Dans le domaine des technologies de l’information, elle est présente avec des firmes internationales. C’est le cas au Maroc avec l’entreprise Huawei.

Dans une interview accordé à Jeune Afrique, M. X Xujing, Directeur Général de Huawei Maroc, explique l’engagement de sa société en Afrique pour réduire la fracture numérique.

Nous vous proposons ici un extrait de ce article.

Si les premiers contacts de Huawei avec ses clients marocains datent de 1999, ce n’est qu’en 2006 que le géant chinois de la téléphonie s’est implanté à Rabat.

En juin, il a ouvert un second bureau, cette fois au sein de Casablanca Finance City (CFC), qui représente un investissement initial de 500 000 dollars (environ 460 000 euros). Objectif du groupe : desservir l’Afrique francophone depuis le royaume.

Jeune Afrique : Quels avantages offre le Maroc pour un groupe comme le vôtre ?

Xu Xujing : En plus d’être un leader régional dans le secteur des télécoms, le Maroc offre un environnement politique et social stable, une main-d’œuvre plus qualifiée que celle des pays voisins et une situation idéale pour desservir l’Afrique francophone. Dans les années 2000, notre groupe a commencé à vouloir se développer à l’international, et nous sommes allés voir du côté de l’Afrique.

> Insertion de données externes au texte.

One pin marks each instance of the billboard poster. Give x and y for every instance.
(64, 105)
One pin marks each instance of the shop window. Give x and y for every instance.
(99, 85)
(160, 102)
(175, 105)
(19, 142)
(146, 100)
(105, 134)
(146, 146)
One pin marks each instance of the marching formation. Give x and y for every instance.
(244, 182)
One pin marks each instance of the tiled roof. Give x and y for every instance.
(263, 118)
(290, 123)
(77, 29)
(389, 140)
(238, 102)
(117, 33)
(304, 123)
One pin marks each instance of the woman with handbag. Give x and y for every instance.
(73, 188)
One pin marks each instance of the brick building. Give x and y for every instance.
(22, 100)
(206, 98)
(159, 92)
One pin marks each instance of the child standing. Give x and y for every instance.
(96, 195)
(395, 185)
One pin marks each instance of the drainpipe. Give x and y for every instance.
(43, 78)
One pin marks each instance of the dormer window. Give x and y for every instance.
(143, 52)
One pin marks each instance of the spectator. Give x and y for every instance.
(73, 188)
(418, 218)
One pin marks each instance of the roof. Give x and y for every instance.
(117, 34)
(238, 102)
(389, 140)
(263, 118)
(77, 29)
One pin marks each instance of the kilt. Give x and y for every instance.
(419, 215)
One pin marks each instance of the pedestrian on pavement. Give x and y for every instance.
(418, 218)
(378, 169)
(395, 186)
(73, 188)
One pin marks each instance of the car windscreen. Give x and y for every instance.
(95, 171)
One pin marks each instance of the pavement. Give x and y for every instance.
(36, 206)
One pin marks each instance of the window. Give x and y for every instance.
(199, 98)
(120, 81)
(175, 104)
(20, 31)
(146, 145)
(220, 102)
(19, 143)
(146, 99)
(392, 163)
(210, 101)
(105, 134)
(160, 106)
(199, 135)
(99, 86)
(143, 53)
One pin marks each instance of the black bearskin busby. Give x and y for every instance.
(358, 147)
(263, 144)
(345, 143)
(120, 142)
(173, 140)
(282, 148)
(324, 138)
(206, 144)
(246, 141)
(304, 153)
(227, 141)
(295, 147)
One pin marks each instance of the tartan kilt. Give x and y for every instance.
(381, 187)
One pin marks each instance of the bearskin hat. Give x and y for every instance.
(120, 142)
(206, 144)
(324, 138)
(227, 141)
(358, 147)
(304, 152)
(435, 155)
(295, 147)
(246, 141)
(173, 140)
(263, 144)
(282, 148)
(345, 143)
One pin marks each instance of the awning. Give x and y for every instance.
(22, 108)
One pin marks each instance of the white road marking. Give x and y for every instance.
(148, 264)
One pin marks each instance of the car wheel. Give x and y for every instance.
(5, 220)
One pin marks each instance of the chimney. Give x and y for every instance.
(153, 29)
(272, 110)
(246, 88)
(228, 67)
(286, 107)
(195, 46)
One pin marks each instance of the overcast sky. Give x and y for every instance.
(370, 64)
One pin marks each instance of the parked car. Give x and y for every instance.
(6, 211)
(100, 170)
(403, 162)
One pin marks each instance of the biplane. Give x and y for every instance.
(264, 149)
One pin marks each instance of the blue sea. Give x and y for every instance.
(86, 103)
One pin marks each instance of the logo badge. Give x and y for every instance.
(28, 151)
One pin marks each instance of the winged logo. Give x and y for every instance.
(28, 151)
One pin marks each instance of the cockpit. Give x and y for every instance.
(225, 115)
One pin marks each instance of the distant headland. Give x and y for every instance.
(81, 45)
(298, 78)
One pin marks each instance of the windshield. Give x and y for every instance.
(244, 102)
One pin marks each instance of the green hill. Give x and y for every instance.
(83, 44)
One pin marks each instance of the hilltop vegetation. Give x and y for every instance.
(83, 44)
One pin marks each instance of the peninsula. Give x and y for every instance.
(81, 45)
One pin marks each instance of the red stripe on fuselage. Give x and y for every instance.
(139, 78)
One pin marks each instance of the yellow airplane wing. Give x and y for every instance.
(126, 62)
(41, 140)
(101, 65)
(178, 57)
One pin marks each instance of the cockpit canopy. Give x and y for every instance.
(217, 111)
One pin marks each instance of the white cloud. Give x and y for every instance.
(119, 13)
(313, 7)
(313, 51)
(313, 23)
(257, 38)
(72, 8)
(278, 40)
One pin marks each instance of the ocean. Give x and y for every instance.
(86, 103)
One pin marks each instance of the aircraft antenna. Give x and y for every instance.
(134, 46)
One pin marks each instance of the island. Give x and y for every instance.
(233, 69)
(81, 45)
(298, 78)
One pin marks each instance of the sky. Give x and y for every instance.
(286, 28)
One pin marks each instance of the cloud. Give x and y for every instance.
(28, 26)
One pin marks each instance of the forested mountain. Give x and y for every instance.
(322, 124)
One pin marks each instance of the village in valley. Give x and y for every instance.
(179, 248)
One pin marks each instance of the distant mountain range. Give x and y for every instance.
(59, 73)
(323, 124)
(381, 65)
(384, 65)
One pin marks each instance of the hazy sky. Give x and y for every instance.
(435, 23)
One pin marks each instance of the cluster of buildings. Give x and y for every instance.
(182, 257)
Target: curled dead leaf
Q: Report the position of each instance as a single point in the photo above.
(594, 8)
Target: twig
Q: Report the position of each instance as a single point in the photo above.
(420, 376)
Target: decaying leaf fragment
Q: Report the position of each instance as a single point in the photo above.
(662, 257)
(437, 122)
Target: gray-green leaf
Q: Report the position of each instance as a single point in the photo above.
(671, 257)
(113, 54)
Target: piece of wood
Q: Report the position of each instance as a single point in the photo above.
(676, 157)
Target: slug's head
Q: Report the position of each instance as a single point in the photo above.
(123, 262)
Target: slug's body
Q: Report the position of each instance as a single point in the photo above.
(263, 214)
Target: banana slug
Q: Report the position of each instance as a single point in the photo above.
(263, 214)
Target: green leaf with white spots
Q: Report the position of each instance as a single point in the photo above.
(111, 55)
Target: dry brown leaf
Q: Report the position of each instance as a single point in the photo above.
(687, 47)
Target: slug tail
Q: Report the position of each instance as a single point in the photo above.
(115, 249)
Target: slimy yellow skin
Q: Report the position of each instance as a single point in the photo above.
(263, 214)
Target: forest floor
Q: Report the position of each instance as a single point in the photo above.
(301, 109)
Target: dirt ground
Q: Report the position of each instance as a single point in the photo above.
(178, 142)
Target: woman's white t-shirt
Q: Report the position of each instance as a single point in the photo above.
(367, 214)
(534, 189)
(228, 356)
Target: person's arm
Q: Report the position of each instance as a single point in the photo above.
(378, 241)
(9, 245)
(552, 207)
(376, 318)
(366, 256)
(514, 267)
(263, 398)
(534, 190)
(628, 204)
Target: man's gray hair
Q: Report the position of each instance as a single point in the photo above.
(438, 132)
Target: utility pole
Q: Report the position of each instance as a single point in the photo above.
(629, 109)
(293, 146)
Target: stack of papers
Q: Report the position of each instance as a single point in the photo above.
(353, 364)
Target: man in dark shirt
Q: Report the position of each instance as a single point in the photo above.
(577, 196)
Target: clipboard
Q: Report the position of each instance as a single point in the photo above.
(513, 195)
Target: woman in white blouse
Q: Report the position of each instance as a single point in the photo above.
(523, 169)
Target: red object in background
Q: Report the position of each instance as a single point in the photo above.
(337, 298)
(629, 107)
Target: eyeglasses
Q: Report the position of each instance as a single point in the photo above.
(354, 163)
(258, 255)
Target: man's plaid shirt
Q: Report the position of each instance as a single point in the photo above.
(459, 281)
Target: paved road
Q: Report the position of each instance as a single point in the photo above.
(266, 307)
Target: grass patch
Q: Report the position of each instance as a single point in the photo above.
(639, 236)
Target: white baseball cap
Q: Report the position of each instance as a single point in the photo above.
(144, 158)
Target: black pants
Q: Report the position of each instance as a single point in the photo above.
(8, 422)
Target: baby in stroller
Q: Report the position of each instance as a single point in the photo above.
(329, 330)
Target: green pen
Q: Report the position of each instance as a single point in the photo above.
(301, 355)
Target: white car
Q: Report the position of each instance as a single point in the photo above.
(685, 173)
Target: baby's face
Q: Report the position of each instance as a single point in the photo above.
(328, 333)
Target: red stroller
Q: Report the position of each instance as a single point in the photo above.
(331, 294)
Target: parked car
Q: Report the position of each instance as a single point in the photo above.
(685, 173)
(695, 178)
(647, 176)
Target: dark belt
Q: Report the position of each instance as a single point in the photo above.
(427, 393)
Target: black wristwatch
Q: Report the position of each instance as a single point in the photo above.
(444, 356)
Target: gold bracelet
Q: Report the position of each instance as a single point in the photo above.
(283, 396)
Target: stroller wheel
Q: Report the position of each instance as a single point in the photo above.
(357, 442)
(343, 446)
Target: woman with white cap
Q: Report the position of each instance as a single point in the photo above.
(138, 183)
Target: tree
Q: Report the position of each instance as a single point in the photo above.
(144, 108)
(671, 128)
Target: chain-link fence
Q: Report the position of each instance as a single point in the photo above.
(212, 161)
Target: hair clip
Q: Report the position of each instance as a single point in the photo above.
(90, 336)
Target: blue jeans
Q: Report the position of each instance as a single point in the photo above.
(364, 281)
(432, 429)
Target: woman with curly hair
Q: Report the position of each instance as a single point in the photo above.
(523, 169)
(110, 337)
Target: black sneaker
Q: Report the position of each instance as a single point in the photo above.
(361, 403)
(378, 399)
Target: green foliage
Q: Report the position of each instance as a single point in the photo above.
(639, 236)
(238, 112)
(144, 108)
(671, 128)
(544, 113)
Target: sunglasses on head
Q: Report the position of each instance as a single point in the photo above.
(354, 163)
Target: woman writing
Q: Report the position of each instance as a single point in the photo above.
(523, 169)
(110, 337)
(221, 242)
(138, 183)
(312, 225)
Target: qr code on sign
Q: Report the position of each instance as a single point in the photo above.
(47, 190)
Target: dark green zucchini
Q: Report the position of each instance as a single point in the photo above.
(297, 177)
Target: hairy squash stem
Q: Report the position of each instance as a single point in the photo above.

Nous connaissions mal le Maroc, qui, inversement, connaissait peu notre marque. Mais c’est l’un des premiers pays du continent où nous nous sommes établis. Nous avons commencé par un partenariat avec Maroc Télécom, que nous accompagnons désormais dans toute l’Afrique, puis avec Inwi et Méditel. Notre effectif dans le pays est passé de 5 employés en 2006 à 300 aujourd’hui, dont 65 % sont marocains.

Quelles sont vos activités ?

Au Maroc, Huawei n’est pas une entité de production mais un fournisseur d’équipements et de services. Nous y avons trois types d’activités. Depuis 2001, nous sommes fournisseurs d’équipements de télécommunications [antennes relais, stations, etc.] pour les opérateurs marocains et numéro un sur ce segment d’activité au Maroc.

Le deuxième domaine de Huawei est la vente de matériel [smartphones, tablettes, etc.], un segment sur lequel nous ne représentons que 1 % du marché marocain, alors qu’en Égypte ou en Tunisie, où nous sommes mieux connus, nous avons plus de 25 % des parts de marché.

Au Maroc, nous travaillons avec l’ONCF sur un projet de 20 millions de dollars pour la mise en place du GSM-Railway

Notre troisième secteur d’activité est de concevoir des solutions pour les entreprises et les institutions : serveurs, switchs [commutateurs réseau], routeurs, etc. Dans ce cadre, nous collaborons avec divers États africains sur de nombreux projets d’e-gouvernement ou de fibre optique. Au Maroc, nous travaillons avec l’ONCF [Office national des chemins de fer] sur un projet de 20 millions de dollars pour la mise en place du GSM-Railway, un nouveau système de signalisation des trains.